A rock art painting at a site rediscovered two years ago in southwest Arnhem Land could be a depiction of Genyornis, an extinct megafauna species similar to the Emu, but three times as tall. The painting's detail of the bird's parrot-like beak - a characteristic feature of the Genyornis that is utterly unlike its Emu ancestor - is a key piece of the evidence. If the painting is indeed a representation of the largest bird that ever lived, it should be about 40,000 years old, when Genyornis was made extinct as Aboriginal peoples progressively cleared land by setting fires. This would make the painting Australia's oldest, as well as the world's oldest painting found outside a cave.
Other Arnhem Land rock art galleries have yielded images of a variety of extinct species, including Palorchestes, a large Tapir-like animal, and Thylacenes, the "Tasmanian Tiger." Images found last year in the Kimberly, in Western Australia, are now accepted by scientists to be depictions of Thylacoleo carnifexin, an extinct marsupial lion.
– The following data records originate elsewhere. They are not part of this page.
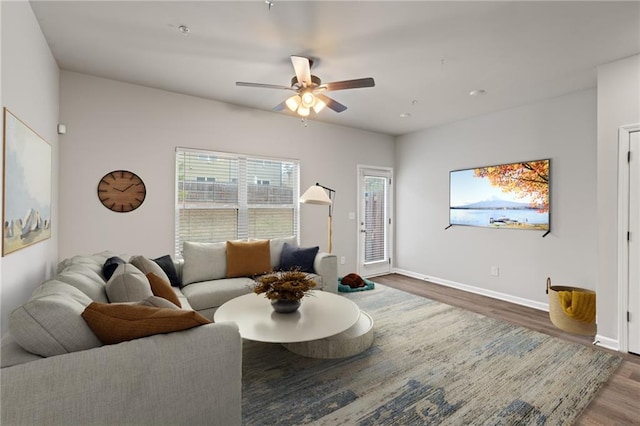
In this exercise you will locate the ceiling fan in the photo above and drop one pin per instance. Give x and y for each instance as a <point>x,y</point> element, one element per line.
<point>309,89</point>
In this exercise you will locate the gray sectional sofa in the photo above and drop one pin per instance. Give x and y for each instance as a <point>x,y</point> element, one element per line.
<point>55,371</point>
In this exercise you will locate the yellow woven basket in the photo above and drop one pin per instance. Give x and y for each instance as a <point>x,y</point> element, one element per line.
<point>562,320</point>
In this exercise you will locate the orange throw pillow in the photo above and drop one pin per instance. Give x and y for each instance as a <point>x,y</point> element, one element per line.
<point>248,258</point>
<point>162,288</point>
<point>115,323</point>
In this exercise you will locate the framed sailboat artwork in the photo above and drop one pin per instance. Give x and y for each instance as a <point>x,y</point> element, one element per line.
<point>26,213</point>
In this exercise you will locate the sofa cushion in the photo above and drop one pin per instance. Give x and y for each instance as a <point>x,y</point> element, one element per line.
<point>162,288</point>
<point>211,294</point>
<point>80,277</point>
<point>247,258</point>
<point>11,353</point>
<point>128,284</point>
<point>203,262</point>
<point>50,323</point>
<point>146,266</point>
<point>166,263</point>
<point>298,258</point>
<point>110,266</point>
<point>115,323</point>
<point>275,249</point>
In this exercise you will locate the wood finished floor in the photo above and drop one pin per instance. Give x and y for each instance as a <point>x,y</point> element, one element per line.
<point>617,402</point>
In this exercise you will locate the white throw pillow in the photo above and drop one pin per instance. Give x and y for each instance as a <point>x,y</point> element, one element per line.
<point>203,262</point>
<point>147,265</point>
<point>128,284</point>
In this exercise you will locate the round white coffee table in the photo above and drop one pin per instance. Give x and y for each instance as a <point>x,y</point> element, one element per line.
<point>321,314</point>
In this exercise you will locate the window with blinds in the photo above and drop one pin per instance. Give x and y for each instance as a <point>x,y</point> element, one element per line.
<point>223,196</point>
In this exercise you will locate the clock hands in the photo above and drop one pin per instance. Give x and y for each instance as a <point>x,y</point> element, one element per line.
<point>127,188</point>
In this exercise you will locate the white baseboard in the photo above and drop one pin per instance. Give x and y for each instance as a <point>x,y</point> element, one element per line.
<point>476,290</point>
<point>607,342</point>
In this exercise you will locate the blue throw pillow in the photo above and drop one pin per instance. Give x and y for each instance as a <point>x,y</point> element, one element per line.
<point>299,258</point>
<point>110,266</point>
<point>166,264</point>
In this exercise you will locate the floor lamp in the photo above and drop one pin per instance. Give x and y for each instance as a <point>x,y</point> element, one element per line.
<point>316,195</point>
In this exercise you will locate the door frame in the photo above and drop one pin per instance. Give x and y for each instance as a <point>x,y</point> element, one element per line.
<point>359,255</point>
<point>624,135</point>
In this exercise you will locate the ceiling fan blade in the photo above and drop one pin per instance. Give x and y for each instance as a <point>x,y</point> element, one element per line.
<point>303,69</point>
<point>261,85</point>
<point>348,84</point>
<point>332,104</point>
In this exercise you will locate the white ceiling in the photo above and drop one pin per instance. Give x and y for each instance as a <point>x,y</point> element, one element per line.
<point>425,56</point>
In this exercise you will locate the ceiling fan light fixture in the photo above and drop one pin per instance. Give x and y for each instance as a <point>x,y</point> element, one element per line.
<point>303,111</point>
<point>308,100</point>
<point>293,103</point>
<point>319,105</point>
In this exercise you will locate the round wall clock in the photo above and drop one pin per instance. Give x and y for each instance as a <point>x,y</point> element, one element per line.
<point>121,191</point>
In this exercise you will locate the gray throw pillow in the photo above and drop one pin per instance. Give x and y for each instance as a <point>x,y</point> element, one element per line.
<point>203,262</point>
<point>128,284</point>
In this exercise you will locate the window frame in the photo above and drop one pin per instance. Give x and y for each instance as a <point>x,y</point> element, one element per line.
<point>244,181</point>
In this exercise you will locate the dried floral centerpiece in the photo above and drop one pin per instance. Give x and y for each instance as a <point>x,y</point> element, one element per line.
<point>284,289</point>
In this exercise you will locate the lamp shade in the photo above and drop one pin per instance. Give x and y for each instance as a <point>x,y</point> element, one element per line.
<point>315,195</point>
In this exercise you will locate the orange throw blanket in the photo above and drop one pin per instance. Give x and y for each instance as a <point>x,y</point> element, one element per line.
<point>579,305</point>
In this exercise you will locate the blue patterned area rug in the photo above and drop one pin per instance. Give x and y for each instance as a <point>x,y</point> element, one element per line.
<point>430,363</point>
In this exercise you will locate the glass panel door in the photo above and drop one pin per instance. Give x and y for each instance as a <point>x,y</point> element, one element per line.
<point>374,220</point>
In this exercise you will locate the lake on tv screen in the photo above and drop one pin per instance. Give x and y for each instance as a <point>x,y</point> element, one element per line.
<point>508,218</point>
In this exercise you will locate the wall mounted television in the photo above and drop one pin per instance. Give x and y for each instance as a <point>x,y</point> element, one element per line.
<point>509,196</point>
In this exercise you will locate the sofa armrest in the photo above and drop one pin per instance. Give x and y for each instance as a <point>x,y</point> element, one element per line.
<point>192,377</point>
<point>326,265</point>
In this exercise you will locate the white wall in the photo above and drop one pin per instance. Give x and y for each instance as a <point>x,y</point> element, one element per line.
<point>563,129</point>
<point>111,126</point>
<point>30,90</point>
<point>618,105</point>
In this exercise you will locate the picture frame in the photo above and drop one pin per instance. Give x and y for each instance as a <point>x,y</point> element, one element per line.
<point>26,213</point>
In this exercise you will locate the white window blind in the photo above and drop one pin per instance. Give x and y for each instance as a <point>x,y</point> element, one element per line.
<point>223,196</point>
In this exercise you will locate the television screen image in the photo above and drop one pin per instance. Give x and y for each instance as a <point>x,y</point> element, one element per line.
<point>513,195</point>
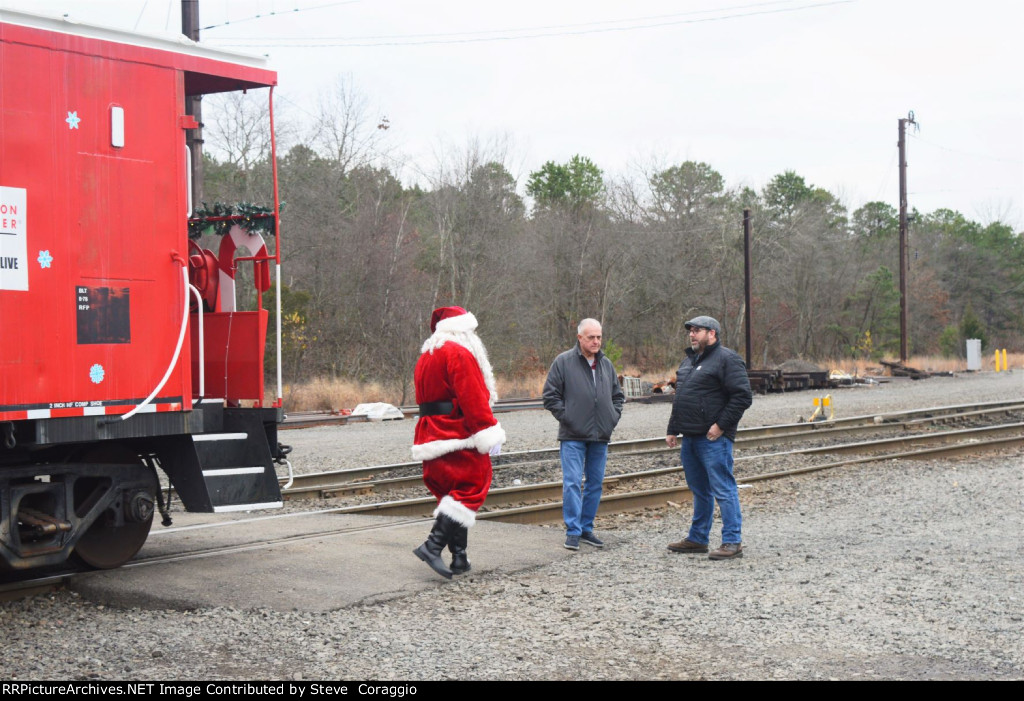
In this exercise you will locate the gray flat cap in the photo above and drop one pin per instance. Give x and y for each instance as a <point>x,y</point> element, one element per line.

The relatively unprotected location of the Arnhem Land painting has generated controversy regarding its date and subject matter, however. Gavin Prideaux, a paleontologist at Flinders University, believes that the image probably represents the extinct megafauna species, but Robert Bedarnik of the International Federation of Rock Art Organizations questions the existence of any painting over 10,000 years old located anywhere other than the protected environment of a cave surface.
Archaeologist Ben Gunn, contracted by the Aboriginal Jawoyn Association to conduct research at the painting site, points out that the details of the painting demonstrate an intimate degree of knowledge incapable of being transmitted generationally by storytelling traditions, and that a few feet away from the disputed rendering are those of other extinct species, including a megafauna kangeroo, a Tasmanian tiger and a giant echidna. "Either the painting is 40,000 years old, which is when science thinks the Genyornis disappeared, or alternatively Genyornis lived a lot longer than science has been able to establish.
Either way, the discovery gives the evolving tradition of Arnhem Land painting a new depth and excitement.